MOYENS ANNEXES au présent arrêt Moyens produits par la SCP Garreau, Bauer-Violas et Feschotte-Desbois, avocat aux Conseils, pour l'Ogec Nantes Erdre PREMIER MOYEN DE CASSATION Le moyen reproche à l'arrêt attaqué d'avoir confirmé le jugement entrepris en ce qu'il avait condamné l'OGEC au paiement de diverses sommes à titre d'heures de délégation, dit que l'assiette de calcul pour le paiement par les établissements scolaires au profit des maîtres liés à l'Etat par contrat des heures de délégation assurées au titre des différents mandats prévus par le code du travail devait intégrer tous les éléments de la rémunération des enseignants, le traitement brut, le supplément familial, les indemnités liées à leur situation spécifique s'il y avait lieu ainsi que les autres avantages et que s'agissant d'heures supplémentaires, ces heures de délégation devaient se voir appliquer une majoration et en conséquence d'avoir condamné l'[Adresse 11] à verser aux maîtres contractuels de droit public diverses sommes nettes de cotisations sociales et des congés payés afférents ainsi qu'un complément de congés payés et, enfin, à leur remettre des bulletins de paie, AUX MOTIFS QUE « Sur le paiement des heures de délégation Depuis l'entrée en vigueur de la loi n° 2005-5 du 5 janvier 2005, le paiement des heures de délégation effectuées par les maîtres liés à l'Etat par contrat, en dehors de leur temps de travail incombe à l'établissement au sein duquel les intéressés exercent les différents mandats de délégué syndical, délégué du personnel, membre du comité d'entreprise ou du comité d'hygiène, de sécurité et des conditions de travail prévus par le code du travail.
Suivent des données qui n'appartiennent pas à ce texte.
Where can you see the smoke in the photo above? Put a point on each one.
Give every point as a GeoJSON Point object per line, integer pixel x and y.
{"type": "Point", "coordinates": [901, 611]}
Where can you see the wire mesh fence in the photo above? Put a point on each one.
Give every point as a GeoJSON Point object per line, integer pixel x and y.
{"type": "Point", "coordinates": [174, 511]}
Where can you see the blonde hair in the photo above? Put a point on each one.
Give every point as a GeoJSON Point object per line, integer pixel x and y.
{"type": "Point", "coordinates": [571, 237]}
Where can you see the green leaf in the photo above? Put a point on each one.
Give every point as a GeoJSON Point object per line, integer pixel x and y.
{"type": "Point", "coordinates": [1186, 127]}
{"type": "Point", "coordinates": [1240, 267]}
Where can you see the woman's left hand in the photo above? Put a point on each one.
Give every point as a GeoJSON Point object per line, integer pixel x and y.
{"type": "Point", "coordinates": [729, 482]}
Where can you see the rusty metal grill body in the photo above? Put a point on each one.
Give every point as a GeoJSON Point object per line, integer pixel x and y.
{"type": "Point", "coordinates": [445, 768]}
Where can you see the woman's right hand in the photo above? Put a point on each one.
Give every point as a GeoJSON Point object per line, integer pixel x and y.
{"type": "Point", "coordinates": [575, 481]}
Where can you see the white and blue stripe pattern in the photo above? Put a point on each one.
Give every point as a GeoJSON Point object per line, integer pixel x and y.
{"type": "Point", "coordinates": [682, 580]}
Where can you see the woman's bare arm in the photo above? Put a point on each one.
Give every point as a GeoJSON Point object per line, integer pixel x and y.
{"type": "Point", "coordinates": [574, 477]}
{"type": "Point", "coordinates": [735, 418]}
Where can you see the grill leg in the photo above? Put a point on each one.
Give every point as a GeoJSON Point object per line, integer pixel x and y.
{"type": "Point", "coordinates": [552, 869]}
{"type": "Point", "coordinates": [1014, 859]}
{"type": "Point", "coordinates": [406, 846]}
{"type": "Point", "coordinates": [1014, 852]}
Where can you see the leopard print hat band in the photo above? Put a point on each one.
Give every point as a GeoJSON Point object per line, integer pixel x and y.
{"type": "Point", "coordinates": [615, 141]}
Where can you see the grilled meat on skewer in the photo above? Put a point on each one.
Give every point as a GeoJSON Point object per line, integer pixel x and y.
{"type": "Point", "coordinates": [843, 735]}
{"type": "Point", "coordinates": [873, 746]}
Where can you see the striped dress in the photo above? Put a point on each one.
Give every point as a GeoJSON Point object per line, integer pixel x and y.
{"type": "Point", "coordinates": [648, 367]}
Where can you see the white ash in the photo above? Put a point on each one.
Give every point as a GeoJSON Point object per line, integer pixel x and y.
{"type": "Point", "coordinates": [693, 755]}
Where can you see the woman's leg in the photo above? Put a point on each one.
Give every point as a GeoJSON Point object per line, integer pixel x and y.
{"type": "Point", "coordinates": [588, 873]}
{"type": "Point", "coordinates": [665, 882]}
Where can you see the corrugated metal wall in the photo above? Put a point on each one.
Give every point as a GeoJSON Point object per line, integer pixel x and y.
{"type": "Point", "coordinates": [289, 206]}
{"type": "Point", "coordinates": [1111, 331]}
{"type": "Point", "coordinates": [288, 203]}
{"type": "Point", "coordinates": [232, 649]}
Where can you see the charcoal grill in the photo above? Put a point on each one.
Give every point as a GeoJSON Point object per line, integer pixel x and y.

Ces heures diffèrent des décharges d'activités de service accordées au représentant syndical en application de l'article 16 du décret n° 82-447 du 28 mai 1982 relatif à l'exercice du droit syndical dans la fonction publique.

Elles constituent du temps de travail effectif et ouvrent donc droit au paiement du salaire correspondant.

Elles sont donc supportées par l'établissement privé sous contrat où exercent les enseignants au sein duquel ils assurent ces mandats dans l'intérêt de la communauté constituée par l'ensemble du personnel de l'établissement.

Il en résulte que le paiement des heures de délégation réclamées par les appelants incombe à l'[Adresse 11], ce que cette dernière ne conteste pas.

Il demeure un désaccord entre les parties quant aux éléments devant être pris en considération pour le paiement des heures de délégation et quant à la nature des sommes versées.

Le refus de l'[Adresse 11] de verser un salaire et d'appliquer les règles du droit du travail est fondé sur l'absence de contrat de travail et de lien de subordination juridique à l'égard du chef d'établissement, cet élément étant l'une des caractéristiques inhérentes du contrat de travail.